While the nomination of a hardliner to the US embassy in Seoul may discomfit some in the Moon Jae-in administration who favor a softer line toward North Korea, it will be met with relief by those who feared that the year-long lack of a US ambassador indicated Seoul had tumbled off Washington’s diplomatic radar.
Cha’s predecessor, Barack Obama appointee Mark Lippert – who survived a knife attack from an anti-American activist and was lauded in Seoul for his engaging public diplomacy – had a background in US Naval Intelligence. Lippert departed following the election of President Donald Trump in January, leaving embassy leadership to Charge [sic] d’Affaires [sic] Marc Knapper.
Cha brings special expertise in Korean affairs to the role.
“For a lot of Korea watchers, there will be a sigh of relief that it is Victor Cha, not an unknown crony or business colleague of Donald Trump,” said Chad O’Carroll, Seoul-based managing director of North Korean information site NK News. “It is good that he is someone who knows the subject well.”
Moreover, he is not as hawkish as some assert, says one colleague.
“Victor has a wealth of knowledge about Korea and familiarity with Korean governments, as he has worked with both progressive and conservative administrations,” said James Kim, a research fellow at Seoul’s Asan Institute. “Overall, this familiarity is a big plus for South Korea. I think his views in many ways are relatively moderate; he is not a war-mongering neo-con by any means.”
Cha will need to leverage all his knowledge – his is a challenging portfolio.
For the first time since its establishment as a state in 1948, North Korea is on the verge of threatening the US mainland.

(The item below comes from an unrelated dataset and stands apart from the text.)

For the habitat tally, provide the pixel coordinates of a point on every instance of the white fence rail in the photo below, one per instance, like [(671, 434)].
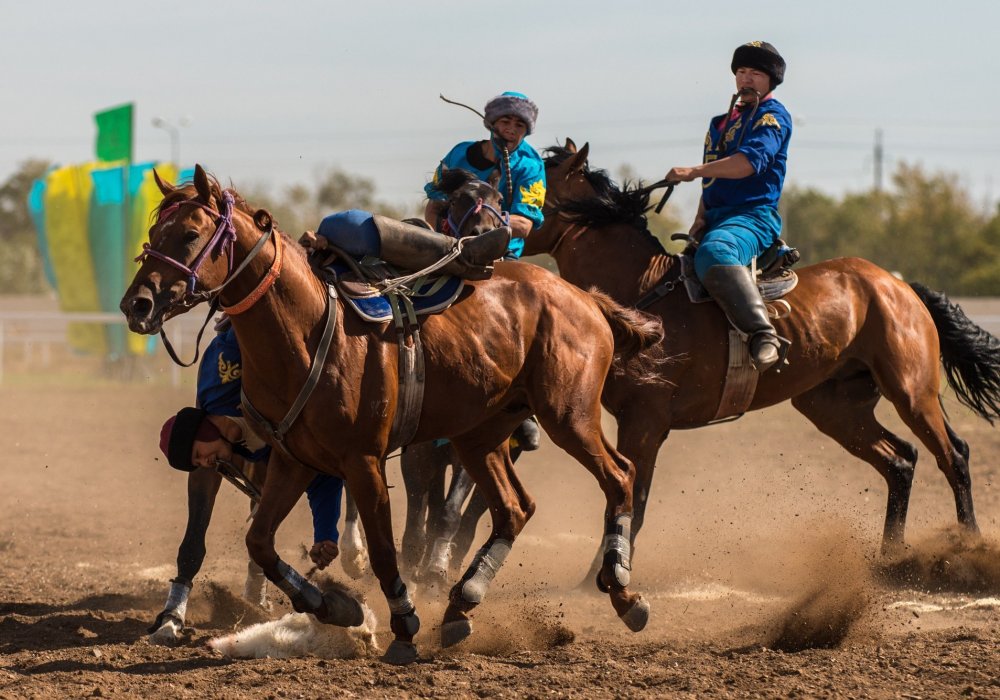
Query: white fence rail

Analysts believe Pyongyang has mastered both the technology to heft a missile across the Pacific, and has miniaturized a nuclear warhead to fit onto its nose. This means the South Korea-US alliance faces a new outlook – one in which South Korean security is no longer the sole priority.
Once a re-entry vehicle and targeting systems are tested – events that are expected to fall within the lifespan of the Trump administration – Pyongyang will possess a fully working ICBM. This has worrisome implications. Seoul would almost certainly resist military action by Washington to pre-empt the completion of this capability. Conversely, there is a possibility of North Korea-US negotiations – and such negotiations have a historical record of being exhausting processes with ultimately unsuccessful outcomes.
“Victor has a wealth of knowledge about Korea and familiarity with Korean governments, as he has worked with both progressive and conservative administrations”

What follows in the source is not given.